A SLC também conta com um braço imobiliário, com o intuito de trabalhar na aquisição e venda de terras. O mercado de terras agrícolas aqui no Brasil tem gerado muito interesse devido à valorização, além de ser um ativo anticíclico.
2. Minerva
A Minerva (BEEF3) tem indicação de compra e preço-alvo de 13. De acordo com o último valor de fechamento, a R$ 9,80, o papel pode saltar em torno de 33% neste ano.
O que pode fornecer mais valor à Minerva são as definições sobre exportações para China.

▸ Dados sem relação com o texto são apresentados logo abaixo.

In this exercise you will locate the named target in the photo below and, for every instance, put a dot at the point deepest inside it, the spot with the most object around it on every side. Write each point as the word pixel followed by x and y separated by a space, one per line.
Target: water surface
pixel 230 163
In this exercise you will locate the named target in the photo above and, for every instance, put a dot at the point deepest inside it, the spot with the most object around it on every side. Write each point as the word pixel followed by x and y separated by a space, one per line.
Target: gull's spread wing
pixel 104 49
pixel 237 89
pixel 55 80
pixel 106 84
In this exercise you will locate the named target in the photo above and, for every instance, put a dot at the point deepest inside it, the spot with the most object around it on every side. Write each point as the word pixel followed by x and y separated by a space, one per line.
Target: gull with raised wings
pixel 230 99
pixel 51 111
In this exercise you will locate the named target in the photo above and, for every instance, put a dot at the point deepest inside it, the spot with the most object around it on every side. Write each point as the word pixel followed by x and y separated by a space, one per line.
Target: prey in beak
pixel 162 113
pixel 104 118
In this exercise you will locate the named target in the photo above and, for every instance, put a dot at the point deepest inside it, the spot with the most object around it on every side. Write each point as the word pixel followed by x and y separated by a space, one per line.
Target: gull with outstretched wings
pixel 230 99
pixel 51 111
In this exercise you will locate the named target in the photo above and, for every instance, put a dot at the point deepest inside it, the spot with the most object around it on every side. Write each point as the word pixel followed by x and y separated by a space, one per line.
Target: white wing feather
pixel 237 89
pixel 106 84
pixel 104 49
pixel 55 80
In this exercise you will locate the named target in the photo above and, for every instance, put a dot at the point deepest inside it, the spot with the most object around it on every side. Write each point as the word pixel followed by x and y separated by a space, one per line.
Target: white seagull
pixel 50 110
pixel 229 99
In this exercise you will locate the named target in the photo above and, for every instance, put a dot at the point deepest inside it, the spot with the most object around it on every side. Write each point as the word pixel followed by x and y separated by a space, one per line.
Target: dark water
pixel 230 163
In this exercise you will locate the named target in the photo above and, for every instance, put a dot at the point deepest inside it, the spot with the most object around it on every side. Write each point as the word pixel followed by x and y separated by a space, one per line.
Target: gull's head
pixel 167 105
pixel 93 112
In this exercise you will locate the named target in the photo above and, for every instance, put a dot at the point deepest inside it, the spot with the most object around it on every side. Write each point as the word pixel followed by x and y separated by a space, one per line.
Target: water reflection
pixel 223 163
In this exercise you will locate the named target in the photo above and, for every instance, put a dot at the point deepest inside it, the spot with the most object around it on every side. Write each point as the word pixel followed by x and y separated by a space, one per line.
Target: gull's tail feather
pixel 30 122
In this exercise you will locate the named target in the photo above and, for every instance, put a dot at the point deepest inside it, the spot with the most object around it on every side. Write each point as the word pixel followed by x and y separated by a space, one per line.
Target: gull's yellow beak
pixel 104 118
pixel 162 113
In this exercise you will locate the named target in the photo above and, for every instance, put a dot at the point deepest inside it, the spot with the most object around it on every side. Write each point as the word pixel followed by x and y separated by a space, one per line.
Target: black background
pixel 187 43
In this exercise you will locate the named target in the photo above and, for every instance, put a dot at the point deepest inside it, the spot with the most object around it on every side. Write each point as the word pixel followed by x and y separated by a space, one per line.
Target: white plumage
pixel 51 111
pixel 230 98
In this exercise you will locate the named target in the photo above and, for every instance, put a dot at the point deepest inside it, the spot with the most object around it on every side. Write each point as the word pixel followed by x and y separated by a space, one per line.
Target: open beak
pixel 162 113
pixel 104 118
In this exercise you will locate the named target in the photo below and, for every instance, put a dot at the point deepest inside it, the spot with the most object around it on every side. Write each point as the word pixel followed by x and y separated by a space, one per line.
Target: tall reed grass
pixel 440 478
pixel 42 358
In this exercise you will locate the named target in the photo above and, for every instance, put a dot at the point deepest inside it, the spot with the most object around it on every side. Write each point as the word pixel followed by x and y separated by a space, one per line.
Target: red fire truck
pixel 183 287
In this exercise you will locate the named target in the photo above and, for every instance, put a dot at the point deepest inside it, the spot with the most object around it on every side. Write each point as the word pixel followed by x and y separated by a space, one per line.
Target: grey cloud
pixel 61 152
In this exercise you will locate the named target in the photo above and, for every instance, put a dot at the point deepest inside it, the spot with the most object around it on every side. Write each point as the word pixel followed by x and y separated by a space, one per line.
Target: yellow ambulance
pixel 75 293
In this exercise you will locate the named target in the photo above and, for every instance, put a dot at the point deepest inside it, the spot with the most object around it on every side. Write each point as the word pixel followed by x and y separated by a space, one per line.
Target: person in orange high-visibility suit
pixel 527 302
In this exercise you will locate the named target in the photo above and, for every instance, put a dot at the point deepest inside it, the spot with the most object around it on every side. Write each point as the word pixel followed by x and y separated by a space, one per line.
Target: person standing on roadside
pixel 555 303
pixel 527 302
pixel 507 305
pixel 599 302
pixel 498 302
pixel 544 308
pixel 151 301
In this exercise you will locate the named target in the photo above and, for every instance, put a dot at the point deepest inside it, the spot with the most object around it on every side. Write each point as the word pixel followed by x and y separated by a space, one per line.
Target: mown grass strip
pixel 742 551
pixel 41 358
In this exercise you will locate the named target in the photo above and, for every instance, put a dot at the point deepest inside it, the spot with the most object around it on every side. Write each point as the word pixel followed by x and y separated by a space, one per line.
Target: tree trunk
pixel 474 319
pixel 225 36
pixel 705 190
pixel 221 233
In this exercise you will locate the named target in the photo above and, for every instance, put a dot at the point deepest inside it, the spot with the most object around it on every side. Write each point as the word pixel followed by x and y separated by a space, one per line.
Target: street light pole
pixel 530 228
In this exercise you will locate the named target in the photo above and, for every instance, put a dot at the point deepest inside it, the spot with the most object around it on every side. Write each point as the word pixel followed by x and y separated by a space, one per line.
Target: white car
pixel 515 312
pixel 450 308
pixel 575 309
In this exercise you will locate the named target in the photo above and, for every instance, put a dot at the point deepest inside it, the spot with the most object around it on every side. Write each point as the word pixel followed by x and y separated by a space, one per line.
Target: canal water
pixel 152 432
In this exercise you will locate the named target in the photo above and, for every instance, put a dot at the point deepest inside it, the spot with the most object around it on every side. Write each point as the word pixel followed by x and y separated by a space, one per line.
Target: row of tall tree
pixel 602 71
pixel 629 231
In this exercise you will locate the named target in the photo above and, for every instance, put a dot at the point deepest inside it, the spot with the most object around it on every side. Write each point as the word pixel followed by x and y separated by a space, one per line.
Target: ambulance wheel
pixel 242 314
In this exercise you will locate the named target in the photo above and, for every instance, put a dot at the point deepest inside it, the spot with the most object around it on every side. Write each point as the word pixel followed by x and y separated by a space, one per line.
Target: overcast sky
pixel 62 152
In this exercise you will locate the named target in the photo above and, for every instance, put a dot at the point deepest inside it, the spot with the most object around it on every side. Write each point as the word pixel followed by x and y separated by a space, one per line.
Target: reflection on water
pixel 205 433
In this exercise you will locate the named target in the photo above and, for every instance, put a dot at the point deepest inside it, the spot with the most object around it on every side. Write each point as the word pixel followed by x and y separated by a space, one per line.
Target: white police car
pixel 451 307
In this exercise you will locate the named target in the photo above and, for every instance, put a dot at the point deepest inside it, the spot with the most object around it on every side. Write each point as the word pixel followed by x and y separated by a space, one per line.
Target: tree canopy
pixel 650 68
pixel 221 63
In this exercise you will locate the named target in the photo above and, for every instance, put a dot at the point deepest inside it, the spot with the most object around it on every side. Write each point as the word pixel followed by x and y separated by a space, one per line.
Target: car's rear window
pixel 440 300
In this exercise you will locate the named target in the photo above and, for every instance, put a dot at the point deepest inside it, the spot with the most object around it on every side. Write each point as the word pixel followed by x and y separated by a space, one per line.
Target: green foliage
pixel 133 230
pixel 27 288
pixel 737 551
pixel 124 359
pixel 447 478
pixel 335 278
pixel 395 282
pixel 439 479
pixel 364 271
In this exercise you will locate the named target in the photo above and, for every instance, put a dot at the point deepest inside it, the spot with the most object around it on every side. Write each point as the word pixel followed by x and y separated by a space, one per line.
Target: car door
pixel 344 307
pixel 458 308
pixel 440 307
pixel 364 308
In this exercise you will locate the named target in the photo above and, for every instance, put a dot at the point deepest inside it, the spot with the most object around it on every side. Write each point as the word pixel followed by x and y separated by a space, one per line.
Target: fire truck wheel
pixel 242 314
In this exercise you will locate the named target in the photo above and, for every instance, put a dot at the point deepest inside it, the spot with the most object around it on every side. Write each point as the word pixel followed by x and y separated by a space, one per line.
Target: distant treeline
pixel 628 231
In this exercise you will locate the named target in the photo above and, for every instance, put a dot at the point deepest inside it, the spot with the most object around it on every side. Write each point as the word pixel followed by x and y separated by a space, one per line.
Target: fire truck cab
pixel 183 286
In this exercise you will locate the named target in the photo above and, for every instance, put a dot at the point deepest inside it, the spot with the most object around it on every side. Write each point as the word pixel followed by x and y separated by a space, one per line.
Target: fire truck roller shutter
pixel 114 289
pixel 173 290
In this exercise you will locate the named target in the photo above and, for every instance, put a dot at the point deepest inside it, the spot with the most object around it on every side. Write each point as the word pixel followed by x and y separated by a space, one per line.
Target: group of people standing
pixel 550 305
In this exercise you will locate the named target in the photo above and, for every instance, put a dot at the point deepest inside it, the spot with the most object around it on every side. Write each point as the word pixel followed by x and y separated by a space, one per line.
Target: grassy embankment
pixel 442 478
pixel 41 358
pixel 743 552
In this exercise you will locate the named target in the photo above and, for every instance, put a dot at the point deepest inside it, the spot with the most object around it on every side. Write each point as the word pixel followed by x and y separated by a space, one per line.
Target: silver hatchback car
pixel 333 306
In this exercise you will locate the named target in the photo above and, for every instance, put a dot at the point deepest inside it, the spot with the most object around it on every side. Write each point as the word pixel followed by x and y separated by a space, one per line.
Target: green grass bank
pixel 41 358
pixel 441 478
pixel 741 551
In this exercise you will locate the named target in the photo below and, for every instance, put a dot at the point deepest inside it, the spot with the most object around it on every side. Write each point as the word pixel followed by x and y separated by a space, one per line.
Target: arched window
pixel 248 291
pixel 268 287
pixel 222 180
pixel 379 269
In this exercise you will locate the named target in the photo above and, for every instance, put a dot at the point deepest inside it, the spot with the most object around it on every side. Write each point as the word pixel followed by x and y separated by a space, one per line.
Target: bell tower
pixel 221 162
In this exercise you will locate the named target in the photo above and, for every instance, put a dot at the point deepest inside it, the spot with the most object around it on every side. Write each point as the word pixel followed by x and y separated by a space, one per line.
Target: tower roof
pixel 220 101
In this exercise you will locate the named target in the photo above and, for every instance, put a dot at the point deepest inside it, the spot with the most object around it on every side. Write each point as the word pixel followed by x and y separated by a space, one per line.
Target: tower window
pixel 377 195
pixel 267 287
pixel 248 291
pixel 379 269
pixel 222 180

No momento, o frigorífico conta com capacidade de abate de 26,4 mil cabeças por dia, levando em conta suas unidades no Brasil, Paraguai, Argentina, Uruguai e Colômbia.
3. Cosan
A Cosan (CSNA3) segue com recomendação de compra e preço-alvo de 30%. Levando em conta o último fechamento, de R$ 20,83, o papel tem o potencial de valorização de 44% em 2022.
Devido sua capacidade de execução comprovada do grupo e histórico de alocação de capital, há grandes oportunidades de investimento nessa companhia.
Através de seus negócios, a holding produz e exporta etanol e açúcar, o que gera energia ao usar o bagaço da cana. Como também fornece gás canalizado no Brasil e atua na logística de açúcar e outros granéis sólidos com destino à exportação.
A Cosan possui um risco-retorno justo, de acordo com o novo ciclo de crescimento que deve ocorrer.